This probably is true, but it wasn't obvious from reading the data
sheet, how constant the low times actually are. Back then the idea
also was, to use the low times to do recovery from line noise etc.
In the end the driver works reliably without, so we could make
this change.
However aside from the DHT11 there are also a number of different
chips sold as DHT22. I tried to get as many of them as possible
and made extensive tests to ensure they all work properly and
with different timer resolutions.
It would be quite an effort to replicate this for your new
algorithm. However, if you want to pursue this, the first step
would be to prove (probably by calculation), that no matter the
timer resolution (ie some systems have 32kHz timers only) the
new algorithm doesn't lead to decoding ambiguity in cases where
the current algorithm is unambiguous.
>> Doing so does no longer requires to read the GPIO line value
>> within the IRQ handler, plus halves the number of IRQs to be
>> handled at all.
This seems like a really small benefit. And we would lose the
low state timings in debug output, which I personally find quite
convenient. Unless there is data, that this change actually improves
something for somebody, I'd reject it.
Also if we ever are to support shared interrupts, we will need to
read the line value anyway.
>> Signed-off-by: Andreas Feldner <[email protected]>
>
> +CC Harald Not been that many years since Harald replied, so address
> may still be good.
Thanks for including me in the discussion.
best regards,
Harald
>> ---
>> drivers/iio/humidity/dht11.c | 28 +++++++++++-----------------
>> 1 file changed, 11 insertions(+), 17 deletions(-)
>>
>> diff --git a/drivers/iio/humidity/dht11.c
>> b/drivers/iio/humidity/dht11.c
>> index c97e25448772..d1cd053c5dd4 100644
>> --- a/drivers/iio/humidity/dht11.c
>> +++ b/drivers/iio/humidity/dht11.c
>> @@ -30,13 +30,13 @@
>>
>> #define DHT11_DATA_VALID_TIME 2000000000 /* 2s in ns */
>>
>> -#define DHT11_EDGES_PREAMBLE 2
>> +#define DHT11_EDGES_PREAMBLE 1
>> #define DHT11_BITS_PER_READ 40
>> /*
>> * Note that when reading the sensor actually 84 edges are detected,
>> but
>> * since the last edge is not significant, we only store 83:
>> */
>> -#define DHT11_EDGES_PER_READ (2 * DHT11_BITS_PER_READ + \
>> +#define DHT11_EDGES_PER_READ (DHT11_BITS_PER_READ + \
>> DHT11_EDGES_PREAMBLE + 1)
>>
>> /*
>> @@ -46,6 +46,7 @@
>> * 1-bit: 68-75uS -- typically 70uS (AM2302)

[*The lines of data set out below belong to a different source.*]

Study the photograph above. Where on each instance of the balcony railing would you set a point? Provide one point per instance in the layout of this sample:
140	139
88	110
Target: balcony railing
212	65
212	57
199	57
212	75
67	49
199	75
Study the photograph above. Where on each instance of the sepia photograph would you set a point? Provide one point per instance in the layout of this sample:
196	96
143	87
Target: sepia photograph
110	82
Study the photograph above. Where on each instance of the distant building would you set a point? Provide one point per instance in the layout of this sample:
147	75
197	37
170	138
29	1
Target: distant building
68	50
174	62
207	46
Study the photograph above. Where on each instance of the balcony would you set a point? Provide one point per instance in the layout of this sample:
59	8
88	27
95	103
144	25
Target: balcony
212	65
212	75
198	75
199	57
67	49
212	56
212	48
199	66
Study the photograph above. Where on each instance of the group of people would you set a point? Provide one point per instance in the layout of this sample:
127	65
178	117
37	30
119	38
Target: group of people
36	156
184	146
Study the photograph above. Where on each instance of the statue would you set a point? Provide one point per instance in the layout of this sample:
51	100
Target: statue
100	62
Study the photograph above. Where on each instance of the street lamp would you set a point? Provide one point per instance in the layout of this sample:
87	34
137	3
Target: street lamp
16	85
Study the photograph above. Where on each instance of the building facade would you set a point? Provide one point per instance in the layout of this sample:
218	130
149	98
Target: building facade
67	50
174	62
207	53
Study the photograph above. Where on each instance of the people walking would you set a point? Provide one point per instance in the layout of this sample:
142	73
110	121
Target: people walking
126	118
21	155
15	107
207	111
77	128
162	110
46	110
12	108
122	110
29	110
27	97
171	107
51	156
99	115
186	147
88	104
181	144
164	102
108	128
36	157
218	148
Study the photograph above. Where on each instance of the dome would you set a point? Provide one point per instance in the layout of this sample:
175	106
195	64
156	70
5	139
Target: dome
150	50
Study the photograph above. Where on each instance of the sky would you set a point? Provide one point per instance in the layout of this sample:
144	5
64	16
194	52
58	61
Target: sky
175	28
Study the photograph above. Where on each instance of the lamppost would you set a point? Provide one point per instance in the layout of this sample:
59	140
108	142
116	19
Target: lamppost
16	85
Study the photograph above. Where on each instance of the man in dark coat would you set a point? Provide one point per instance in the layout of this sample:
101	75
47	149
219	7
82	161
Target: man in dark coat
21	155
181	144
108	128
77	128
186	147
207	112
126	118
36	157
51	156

>> * The acutal timings also depend on the properties of the cable,
>> with
>> * longer cables typically making pulses shorter.

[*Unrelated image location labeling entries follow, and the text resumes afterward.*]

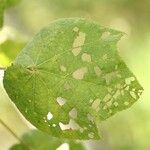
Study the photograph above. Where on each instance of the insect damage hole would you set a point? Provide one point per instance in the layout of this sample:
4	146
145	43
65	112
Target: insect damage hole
105	35
49	116
63	68
79	73
73	113
96	104
71	125
129	80
61	101
97	70
86	57
78	42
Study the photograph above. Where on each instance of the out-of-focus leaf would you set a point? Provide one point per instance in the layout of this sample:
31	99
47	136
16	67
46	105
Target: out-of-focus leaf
36	140
69	77
10	44
4	4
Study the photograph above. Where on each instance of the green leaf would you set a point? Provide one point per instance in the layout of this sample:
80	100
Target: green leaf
70	77
4	4
36	140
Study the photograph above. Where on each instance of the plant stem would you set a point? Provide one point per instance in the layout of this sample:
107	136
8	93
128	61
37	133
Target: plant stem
14	134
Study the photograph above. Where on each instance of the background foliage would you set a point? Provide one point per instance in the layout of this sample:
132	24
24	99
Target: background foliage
129	129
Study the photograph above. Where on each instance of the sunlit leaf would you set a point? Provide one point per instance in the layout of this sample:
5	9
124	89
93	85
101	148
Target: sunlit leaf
70	77
36	140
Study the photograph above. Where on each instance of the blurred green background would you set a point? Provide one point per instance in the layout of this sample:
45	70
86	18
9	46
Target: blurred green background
128	130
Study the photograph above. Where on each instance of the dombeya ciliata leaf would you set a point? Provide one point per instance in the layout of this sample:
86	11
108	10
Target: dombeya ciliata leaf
70	77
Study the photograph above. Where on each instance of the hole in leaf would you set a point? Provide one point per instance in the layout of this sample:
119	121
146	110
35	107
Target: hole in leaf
79	73
61	101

>> + * Low time is constant 50uS.
>> *
>> * Our decoding depends on the time resolution of the system:
>> * timeres > 34uS ... don't know what a 1-tick pulse is
>> @@ -63,7 +64,8 @@
>> #define DHT11_START_TRANSMISSION_MIN 18000 /* us */
>> #define DHT11_START_TRANSMISSION_MAX 20000 /* us */
>> #define DHT11_MIN_TIMERES 34000 /* ns */
>> -#define DHT11_THRESHOLD 49000 /* ns */
>> +#define DHT11_LOW 50000 /* ns */
>> +#define DHT11_THRESHOLD (49000 + DHT11_LOW) /* ns */
>> #define DHT11_AMBIG_LOW 23000 /* ns */
>> #define DHT11_AMBIG_HIGH 30000 /* ns */
>>
>> @@ -83,7 +85,7 @@ struct dht11 {
>>
>> /* num_edges: -1 means "no transmission in progress" */
>> int num_edges;
>> - struct {s64 ts; int value; } edges[DHT11_EDGES_PER_READ];
>> + struct {s64 ts; } edges[DHT11_EDGES_PER_READ];
>> };
>>
>> #ifdef CONFIG_DYNAMIC_DEBUG
>> @@ -99,7 +101,7 @@ static void dht11_edges_print(struct dht11 *dht11)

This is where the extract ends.